Donald Trump’s former personal attorney turned U.S. Attorney, Lindsey Halligan, did not give Attorney General Pam Bondi a heads-up before seeking an indictment of the president’s nemesis, Letitia James.
The New York attorney general was charged with one count of bank fraud and one count of making false statements to a financial institution on Friday.
She is the second top Trump foe to face charges after the indictment of former FBI director James Comey.
But Bondi, the top law enforcement official in the U.S., and other senior officials at the Justice Department, including Deputy Attorney General Todd Blanche, were caught off guard that the U.S. Attorney for the Eastern District of Virginia had presented to a grand jury, according to ABC News.
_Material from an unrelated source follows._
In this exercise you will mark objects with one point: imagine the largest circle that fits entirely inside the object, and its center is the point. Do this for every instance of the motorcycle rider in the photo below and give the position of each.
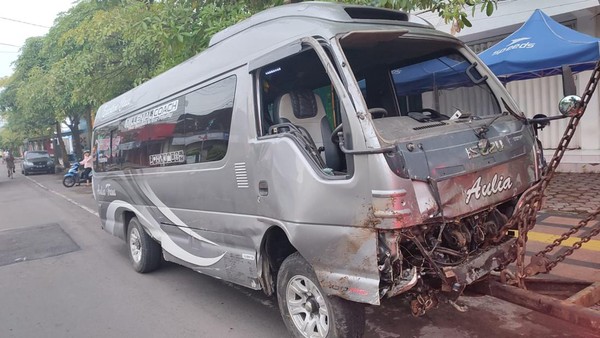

While top Justice Department officials had expected Halligan, a former Miss Colorado USA beauty pageant contestant, to move forward with seeking an indictment, they were not told until after she had already presented the case.
“This Justice Department is united as one team in our mission to make America safe again and the Attorney General, Deputy Attorney General, along with the entire team at Main Justice continue to empower our US Attorneys to pursue justice in every case,” a DOJ spokesperson said in a statement to Daily Beast.
The president has been accused of using the Justice Department to seek revenge against his perceived enemies, including James and Comey, after the president publicly pressured Bondi to take action in a since-deleted Truth Social post. There have been several reports that Trump, 79, had intended it as a direct message.

While Bondi was not informed in advance, Ed Martin, Trump’s previous pick for U.S. Attorney for Washington, DC, before his nomination was yanked over GOP opposition in the Senate, was told, according to the report.
Martin has been serving as a Justice Department special attorney on mortgage fraud and was captured bizarrely posing for photos outside James’ Brooklyn home in August as he investigated her.
On Thursday morning, he posted a picture of an eagle flying over the Brooklyn Bridge on X.
The indictment came against the recommendation of prosecutors who had investigated claims of mortgage fraud against James for months.
Halligan was appointed as acting U.S. attorney after the interim U.S. Attorney Erik Siebert resigned amid pressure to bring charges.

For years, James pursued cases against the president and the Trump Organization. In 2022, her office sued him and his business for fraud, which led to a more than $350 million judgment that ballooned to more than half a billion dollars before it was thrown out over the summer.
After the news that a grand jury returned an indictment, James released a video in which she called the charges “baseless.”
“This is nothing more than a continuation of the president’s desperate weaponization of our justice system,” James said. “He’s forcing federal law enforcement agencies to do his bidding all because I did my job as the New York State Attorney General.”